Лигачев не хотел отклоняться от заранее определенного распорядка:
— Давайте посоветуемся, будем ли открывать прения? Послышались голоса:
— Нет.
Ельцин привстал было, потом сел. Вновь подал реплику Горбачев:
— У товарища Ельцина есть какое-то заявление. Тогда Лигачев предоставил слово Ельцину. «Вышло все так, — вспоминал Виталий Воротников, —
будто один раздумывает, говорить или нет, а второй — его
Лигачев не хотел предоставлять Ельцину слово просто потому, что прения на пленуме не предполагались. Горбачев изложил тезисы своего доклада, посвященного 70-летию Октября, и все, можно заканчивать.
Почему же Горбачев предложил дать Ельцину слово?
Горбачева подозревали в коварстве — то ли он хотел спровоцировать Ельцина на откровенность и таким образом с ним разделаться, то ли, напротив, замыслил чужими руками облить грязью Лигачева и подорвать его позиции. Но скорее всего, Горбачев в тот момент просто забыл о письме Ельцина. После доклада он вообще пребывал в благодушном настроении и не подозревал, какая буря клокочет в душе Бориса Николаевича.

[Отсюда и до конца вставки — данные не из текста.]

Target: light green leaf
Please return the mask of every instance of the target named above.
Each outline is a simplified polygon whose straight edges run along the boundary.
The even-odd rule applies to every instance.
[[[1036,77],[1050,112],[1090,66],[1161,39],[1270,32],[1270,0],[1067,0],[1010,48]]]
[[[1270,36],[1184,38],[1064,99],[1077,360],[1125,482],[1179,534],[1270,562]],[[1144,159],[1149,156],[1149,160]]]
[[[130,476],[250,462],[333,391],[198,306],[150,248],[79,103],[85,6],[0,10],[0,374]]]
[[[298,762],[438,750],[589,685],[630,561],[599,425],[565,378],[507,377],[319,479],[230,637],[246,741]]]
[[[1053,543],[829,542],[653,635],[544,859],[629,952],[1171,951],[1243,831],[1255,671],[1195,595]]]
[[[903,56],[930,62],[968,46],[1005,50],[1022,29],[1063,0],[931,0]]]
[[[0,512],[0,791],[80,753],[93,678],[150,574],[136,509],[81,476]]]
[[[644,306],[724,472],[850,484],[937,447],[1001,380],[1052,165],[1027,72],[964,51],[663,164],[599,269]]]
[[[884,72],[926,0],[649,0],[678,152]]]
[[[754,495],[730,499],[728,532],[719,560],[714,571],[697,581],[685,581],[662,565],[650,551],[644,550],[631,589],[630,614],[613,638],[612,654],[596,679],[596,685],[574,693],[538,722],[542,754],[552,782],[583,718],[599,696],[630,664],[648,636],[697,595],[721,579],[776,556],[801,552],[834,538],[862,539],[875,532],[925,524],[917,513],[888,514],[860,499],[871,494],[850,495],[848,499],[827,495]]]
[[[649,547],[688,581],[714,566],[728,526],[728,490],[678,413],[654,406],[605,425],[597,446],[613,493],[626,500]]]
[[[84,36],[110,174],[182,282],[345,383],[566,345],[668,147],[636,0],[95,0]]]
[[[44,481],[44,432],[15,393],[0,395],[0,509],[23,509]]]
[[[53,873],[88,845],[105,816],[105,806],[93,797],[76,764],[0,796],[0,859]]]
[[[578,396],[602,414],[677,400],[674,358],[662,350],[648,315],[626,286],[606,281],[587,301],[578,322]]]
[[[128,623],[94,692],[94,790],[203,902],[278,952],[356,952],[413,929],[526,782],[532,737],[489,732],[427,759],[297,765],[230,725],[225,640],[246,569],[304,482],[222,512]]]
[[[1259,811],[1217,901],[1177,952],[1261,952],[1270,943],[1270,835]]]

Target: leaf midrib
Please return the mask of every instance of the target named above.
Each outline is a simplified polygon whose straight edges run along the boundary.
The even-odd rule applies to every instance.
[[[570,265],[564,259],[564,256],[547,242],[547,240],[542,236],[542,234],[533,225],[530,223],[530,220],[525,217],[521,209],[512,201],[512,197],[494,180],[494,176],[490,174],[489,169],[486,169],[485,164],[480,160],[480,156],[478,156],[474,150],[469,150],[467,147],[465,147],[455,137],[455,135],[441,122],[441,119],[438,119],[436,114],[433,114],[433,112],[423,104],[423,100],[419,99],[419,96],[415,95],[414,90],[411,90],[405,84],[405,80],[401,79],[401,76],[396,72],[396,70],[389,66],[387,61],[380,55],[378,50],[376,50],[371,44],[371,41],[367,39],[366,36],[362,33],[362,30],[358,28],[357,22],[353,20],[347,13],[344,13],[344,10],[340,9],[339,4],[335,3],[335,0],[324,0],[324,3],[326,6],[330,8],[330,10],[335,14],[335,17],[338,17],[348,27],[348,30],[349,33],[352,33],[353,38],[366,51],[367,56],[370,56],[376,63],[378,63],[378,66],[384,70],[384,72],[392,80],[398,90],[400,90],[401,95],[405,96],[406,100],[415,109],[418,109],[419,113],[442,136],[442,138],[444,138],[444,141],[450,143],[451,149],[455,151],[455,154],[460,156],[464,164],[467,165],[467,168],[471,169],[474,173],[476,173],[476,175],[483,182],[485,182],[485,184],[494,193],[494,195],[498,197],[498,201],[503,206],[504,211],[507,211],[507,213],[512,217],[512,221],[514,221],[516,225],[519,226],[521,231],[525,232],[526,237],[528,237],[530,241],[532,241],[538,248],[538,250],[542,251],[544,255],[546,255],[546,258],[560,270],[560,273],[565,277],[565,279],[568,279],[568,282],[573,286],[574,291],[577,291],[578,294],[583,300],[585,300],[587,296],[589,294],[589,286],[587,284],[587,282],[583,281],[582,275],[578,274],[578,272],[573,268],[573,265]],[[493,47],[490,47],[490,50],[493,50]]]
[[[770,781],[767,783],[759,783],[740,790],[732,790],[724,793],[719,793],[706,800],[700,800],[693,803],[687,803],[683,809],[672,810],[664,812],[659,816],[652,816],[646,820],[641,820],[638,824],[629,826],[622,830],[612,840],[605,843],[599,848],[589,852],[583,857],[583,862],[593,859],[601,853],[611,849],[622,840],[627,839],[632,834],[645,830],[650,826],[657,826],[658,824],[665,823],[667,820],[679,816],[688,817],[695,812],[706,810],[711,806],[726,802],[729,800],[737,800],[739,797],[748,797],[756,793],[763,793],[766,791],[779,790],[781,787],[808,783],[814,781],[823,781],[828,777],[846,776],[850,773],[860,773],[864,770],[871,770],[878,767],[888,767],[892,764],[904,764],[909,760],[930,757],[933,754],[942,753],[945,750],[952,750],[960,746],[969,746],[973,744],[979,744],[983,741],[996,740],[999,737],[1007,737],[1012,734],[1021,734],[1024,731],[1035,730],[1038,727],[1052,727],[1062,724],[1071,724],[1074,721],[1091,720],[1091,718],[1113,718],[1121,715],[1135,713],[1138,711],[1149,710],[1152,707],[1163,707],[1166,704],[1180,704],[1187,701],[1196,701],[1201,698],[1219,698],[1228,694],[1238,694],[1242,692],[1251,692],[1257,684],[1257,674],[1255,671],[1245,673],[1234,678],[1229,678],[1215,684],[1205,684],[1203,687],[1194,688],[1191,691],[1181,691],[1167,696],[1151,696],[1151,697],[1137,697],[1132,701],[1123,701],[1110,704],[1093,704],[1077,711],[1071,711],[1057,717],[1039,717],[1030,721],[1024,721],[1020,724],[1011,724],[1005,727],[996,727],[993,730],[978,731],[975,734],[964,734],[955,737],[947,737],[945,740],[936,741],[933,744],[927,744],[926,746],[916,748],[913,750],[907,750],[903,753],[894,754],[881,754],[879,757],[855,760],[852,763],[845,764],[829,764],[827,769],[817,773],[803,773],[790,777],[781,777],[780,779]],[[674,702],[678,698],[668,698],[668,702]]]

Михаилу Сергеевичу как-то по-человечески жалко было сразу закрывать пленум. Его общительная душа требовала продолжения разговора. Он надеялся услышать какие-то слова о своем докладе и не без оснований полагал, что слова будут положительные. Ведь это был 1987 год, тогда еще никто не смел критиковать генерального секретаря. Едва ли он мог предположить, что именно Ельцин произнесет с трибуны партийного пленума.
Борис Николаевич заметно волновался, выступал сбивчиво, сумбурно.
— Я бы считал, — говорил Ельцин, — что прежде всего нужно было бы перестраивать работу именно партийных комитетов, партии в целом, начиная с секретариата ЦК, о чем было сказано на июльском пленуме Центрального комитета. Я должен сказать, что после этого хотя и прошло пять месяцев, ничего не изменилось с точки зрения стиля работы секретариата ЦК, стиля работы товарища Лигачева.
То, что сегодня здесь говорилось, — Михаил Сергеевич говорил, что недопустимы различного рода разносы, накачки на всех уровнях, это касается хозяйственных органов, любых других, — допускается именно на этом уровне…
Такие речи в зале пленумов ЦК КПСС не звучали, наверное, со времен партийной оппозиции двадцатых годов. На сидевших в зале оторопь нашла. Они еще никогда не слышали такой откровенной атаки на второго человека в партии.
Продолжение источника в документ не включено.